Bathroom mats – On average, there are approximately 43,600 cases per year of bathroom related injuries for children under 18 years of age. Approximately, 81% of those injuries are attributed to slip, trip or falls. It is important that you have non-skid mats outside of the tubs and showers. Small children and the elderly are the most prone to slip injuries. It is some time helpful to add grab bars in or outside of the shower enclosure. (Additional Information:
Injuries Associated With Bathtubs and Showers)
GFCI (Ground Fault Circuit interrupter) outlets – Ground fault interrupters are common now in all newer homes, but it if you are in an older home they may not be installed in all moisture prone areas. We at Pondview Inspections recommend that GFCI outlets be installed in the kitchen, bathrooms, garage, basement, wet bars and in exterior outlets or any place where there is the potential of water and electricity to come into contact. This safety device can save you life and cost around $13. They are not difficult to install. (How to install a GFCI outlet)

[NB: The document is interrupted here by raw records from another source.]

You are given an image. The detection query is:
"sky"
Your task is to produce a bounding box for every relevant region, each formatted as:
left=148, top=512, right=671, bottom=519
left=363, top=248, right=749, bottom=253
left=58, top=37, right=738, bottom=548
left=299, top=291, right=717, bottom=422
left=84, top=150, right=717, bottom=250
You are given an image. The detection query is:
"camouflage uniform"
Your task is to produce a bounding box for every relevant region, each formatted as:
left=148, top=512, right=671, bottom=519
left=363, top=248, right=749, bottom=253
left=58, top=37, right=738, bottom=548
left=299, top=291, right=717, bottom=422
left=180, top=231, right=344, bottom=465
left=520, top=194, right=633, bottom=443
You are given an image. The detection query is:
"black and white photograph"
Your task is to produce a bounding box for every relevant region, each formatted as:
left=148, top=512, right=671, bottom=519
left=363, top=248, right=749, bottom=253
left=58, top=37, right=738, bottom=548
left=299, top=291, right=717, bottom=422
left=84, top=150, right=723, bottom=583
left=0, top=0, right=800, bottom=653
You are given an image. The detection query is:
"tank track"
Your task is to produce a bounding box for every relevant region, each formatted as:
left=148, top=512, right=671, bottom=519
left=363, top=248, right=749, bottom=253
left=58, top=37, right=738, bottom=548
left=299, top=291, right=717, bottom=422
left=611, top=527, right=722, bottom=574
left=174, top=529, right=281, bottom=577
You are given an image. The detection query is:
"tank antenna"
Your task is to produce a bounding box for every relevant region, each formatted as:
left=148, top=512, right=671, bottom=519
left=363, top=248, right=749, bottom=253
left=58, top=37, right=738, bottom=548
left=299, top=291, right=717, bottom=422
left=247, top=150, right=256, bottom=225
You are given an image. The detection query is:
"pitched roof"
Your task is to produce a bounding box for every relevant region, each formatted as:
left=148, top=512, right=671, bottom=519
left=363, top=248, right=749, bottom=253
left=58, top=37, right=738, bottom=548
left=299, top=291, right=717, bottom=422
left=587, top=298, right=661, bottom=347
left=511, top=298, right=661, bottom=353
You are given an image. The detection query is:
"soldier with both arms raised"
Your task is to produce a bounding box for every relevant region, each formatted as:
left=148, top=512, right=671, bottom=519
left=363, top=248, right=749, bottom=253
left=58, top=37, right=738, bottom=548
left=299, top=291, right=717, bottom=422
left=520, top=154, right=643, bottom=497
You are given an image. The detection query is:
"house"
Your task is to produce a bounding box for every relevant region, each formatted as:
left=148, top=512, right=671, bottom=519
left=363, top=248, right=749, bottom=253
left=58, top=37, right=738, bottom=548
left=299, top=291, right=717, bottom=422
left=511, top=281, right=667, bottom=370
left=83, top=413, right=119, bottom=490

CFL or LED bulbs in closets – Incandescent light bulbs can generate a lot of heat. The fixture needs to be enclosed to and should be 12 inches from combustibles. Recessed incandescent lights can be a minimum of 6 inches if they are completely enclosed. Compact florescent lights and newer Led type light bulbs generate less heat and will reduce chance of accidental fire when that blanket gets thrown on the top shelf. It is still recommend that combustible are not in direct contact with light fixtures. (2015 IRC codes related to Luminaries-lights)
Taking these quick and relatively inexpensive steps can help to make your home a little bit safer.